Smaller market of more demanding enthusiast users for internal drives. (Larger businesses aren't sourcing drives from Amazon or Newegg, unless the company is called Backblaze.)
Latter costs more to support and as niche users generally pay more. (The more price conscious resort to shucking external drives.)
At least, that's how it's been explained to me. I don't know if that's the entire story though it sounds reasonable enough.
While there's nothing concrete concerning how much YouTube costs and brings in, it seems to be generally understood that YouTube is an investment that hasn't reached profitability yet and only exists in its current state due to the fact that Google is willing to lose money on it in the mean time.
> Does YouTube have any incentive to “preserve” anything once it costs them more money than it brings in?
They clearly have little incentive to do so.
If there was a law that prevented websites from using technical or legal means to stop people scraping user-generated content, then I would agree that YouTube has not such obligation.
But since they make it hard for people to make archives of their content, then I think they do have a moral obligation to keep it up.
That the cost of storage is falling exponentially certainly helps but it isn't necessary if we want to keep the old stuff.

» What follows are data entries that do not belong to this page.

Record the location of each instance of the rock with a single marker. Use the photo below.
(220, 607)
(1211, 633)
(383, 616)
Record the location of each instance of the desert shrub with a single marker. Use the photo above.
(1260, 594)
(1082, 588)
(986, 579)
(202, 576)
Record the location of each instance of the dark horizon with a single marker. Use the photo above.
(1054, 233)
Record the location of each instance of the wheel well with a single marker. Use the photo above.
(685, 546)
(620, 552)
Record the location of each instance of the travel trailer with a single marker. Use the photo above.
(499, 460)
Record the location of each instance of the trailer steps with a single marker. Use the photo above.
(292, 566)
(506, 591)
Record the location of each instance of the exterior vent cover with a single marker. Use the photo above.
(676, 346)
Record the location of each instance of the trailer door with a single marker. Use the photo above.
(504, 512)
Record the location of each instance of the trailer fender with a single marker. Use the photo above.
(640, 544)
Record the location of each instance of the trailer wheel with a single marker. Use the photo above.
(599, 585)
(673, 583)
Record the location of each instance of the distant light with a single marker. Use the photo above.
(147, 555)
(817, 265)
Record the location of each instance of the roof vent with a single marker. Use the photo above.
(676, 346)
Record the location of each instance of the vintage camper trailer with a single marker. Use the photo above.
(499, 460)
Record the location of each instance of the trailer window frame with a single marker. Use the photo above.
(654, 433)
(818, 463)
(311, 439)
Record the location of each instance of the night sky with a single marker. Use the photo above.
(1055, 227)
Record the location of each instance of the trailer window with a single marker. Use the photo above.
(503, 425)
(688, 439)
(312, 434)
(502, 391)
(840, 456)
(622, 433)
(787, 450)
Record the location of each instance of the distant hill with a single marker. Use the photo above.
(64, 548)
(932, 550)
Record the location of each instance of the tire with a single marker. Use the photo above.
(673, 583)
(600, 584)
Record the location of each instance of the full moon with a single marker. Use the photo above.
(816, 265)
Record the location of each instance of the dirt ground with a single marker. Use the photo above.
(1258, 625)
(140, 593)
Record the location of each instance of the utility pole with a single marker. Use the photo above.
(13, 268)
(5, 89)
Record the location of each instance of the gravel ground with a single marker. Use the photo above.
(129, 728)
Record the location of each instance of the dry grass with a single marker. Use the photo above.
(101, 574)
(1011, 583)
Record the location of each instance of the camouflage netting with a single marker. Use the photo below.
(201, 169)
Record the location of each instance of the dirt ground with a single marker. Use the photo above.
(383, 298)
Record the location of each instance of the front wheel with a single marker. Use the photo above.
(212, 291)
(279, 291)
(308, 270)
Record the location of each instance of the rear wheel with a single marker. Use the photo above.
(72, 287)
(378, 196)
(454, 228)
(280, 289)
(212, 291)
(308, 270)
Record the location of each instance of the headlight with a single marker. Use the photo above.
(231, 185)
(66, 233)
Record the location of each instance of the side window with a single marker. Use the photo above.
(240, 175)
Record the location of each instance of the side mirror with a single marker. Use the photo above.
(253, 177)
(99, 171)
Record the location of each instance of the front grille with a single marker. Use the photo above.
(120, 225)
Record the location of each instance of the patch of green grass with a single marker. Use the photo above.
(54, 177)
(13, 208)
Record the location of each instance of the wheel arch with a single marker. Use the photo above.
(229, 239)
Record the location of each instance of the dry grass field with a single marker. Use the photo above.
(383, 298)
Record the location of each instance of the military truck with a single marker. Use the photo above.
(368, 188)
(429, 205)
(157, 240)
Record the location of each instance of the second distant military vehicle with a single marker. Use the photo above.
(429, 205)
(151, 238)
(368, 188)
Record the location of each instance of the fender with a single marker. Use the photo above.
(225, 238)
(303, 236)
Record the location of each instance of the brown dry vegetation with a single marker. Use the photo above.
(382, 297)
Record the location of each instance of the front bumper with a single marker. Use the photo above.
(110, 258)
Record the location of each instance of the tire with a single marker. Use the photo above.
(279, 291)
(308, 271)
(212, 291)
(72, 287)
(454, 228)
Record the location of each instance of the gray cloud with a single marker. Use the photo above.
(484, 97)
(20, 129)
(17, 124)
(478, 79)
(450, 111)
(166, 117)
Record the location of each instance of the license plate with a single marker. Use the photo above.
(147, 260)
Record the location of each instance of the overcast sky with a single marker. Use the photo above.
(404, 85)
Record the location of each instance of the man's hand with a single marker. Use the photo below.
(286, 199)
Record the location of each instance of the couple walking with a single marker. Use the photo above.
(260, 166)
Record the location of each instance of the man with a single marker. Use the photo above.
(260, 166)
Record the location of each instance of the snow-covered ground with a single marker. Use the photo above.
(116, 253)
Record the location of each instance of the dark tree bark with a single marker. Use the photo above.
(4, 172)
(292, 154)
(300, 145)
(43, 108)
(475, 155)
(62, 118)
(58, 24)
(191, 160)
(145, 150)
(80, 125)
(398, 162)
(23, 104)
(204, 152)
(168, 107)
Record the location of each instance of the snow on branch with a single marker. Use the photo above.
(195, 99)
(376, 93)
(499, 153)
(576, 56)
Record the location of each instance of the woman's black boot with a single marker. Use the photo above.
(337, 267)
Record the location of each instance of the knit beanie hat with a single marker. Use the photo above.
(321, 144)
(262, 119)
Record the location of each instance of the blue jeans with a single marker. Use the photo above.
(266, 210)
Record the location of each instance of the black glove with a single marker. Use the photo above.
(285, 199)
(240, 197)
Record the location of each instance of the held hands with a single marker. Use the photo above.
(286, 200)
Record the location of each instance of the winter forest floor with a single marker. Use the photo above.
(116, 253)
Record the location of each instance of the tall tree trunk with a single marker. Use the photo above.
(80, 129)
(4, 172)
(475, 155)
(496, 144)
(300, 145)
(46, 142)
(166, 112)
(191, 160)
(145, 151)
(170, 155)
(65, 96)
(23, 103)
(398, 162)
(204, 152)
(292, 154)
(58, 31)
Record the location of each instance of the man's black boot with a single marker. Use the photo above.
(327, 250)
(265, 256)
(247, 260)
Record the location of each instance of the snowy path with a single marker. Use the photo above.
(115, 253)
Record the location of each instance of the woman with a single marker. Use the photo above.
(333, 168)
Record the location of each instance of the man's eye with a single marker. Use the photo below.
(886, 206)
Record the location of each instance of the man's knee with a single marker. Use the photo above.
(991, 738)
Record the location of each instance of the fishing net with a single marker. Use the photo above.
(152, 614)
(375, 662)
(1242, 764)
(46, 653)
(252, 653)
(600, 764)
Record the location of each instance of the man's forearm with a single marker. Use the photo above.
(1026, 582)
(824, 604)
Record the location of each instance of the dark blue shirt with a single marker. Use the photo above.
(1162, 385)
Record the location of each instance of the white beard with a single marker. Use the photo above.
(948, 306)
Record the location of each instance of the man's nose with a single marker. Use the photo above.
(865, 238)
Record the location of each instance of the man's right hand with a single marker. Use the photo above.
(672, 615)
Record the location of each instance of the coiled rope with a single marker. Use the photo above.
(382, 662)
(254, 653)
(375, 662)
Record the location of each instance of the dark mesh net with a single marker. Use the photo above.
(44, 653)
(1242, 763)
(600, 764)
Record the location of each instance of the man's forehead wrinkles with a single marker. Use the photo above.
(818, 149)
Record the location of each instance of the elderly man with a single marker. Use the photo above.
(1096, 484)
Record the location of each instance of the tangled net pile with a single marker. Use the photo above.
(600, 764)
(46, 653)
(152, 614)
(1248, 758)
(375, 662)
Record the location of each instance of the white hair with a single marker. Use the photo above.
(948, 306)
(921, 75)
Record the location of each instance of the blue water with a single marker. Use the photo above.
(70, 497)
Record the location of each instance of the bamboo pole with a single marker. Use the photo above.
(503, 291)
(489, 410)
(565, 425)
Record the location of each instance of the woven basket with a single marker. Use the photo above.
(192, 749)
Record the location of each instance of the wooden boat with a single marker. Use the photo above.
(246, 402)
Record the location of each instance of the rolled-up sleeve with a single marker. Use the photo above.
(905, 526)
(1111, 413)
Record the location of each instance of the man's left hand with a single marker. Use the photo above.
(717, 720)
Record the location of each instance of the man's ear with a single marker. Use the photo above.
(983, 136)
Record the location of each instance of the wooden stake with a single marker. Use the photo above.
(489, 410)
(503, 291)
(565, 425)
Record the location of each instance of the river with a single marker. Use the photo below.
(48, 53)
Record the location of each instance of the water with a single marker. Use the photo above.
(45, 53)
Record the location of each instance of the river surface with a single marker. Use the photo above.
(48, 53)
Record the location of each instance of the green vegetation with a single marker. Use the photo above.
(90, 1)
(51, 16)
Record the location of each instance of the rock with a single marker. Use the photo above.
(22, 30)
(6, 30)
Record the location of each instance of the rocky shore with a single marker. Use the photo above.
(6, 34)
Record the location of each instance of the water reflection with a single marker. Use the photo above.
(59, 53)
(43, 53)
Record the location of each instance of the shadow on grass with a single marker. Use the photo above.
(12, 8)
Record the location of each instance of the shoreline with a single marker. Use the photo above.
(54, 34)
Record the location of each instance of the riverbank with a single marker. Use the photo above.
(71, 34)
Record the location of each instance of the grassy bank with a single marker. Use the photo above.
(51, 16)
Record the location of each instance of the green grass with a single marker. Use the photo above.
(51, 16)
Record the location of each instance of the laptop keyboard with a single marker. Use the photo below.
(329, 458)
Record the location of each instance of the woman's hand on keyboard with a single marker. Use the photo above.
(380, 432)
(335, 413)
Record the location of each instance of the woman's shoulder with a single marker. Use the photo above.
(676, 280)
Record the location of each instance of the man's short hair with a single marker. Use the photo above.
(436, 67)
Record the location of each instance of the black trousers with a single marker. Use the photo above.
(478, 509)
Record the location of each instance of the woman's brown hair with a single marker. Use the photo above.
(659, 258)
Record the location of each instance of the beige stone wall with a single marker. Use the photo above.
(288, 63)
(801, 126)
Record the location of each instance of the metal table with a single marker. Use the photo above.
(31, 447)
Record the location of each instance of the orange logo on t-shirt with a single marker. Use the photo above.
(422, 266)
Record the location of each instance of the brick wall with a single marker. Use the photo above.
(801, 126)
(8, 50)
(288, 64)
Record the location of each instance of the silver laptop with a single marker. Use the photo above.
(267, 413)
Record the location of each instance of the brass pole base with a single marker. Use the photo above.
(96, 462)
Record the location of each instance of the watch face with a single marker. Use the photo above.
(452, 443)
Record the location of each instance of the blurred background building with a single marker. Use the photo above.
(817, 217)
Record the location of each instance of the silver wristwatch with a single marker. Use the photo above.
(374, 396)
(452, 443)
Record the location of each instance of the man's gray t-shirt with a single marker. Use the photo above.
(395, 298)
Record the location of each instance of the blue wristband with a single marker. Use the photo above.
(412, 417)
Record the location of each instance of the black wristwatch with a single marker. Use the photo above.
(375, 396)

In fact most of the exponential increase in storage space is used to cover the even more exponential increase in video file size.
But there is a limit on how big video can get. Our perception is limited and passed a certain point, we won't notice the improvement. Audio has been "perfect" for quite a while now, and with 4k video, we are getting there too. There is also a limit on the amount of content users can produce before people do nothing but film themselves.
We may find ourselves running out of stuff to store before we need to delete the old stuff.
You are thinking only about quality of video increases. I agree that is essentially finite if we ignore upcoming technologies such as 360 video and eventually VR ready video (fully 3d, any perspective).
My argument was primarily based on the number of videos uploaded (see https://tubularinsights.com/hours-minute-uploaded-youtube/). Looking at the area under the curve, supporting the historic videos is a fraction of what it takes to store the most recent ones.
I am arguing as long as the youtube continues to be able to support to store the recent videos, storing the historic ones is not that much more expensive.
edit: also, running out of stuff to store is not going to be a thing ever. Amount of cameras in the world is increasing and people will keep shooting more videos.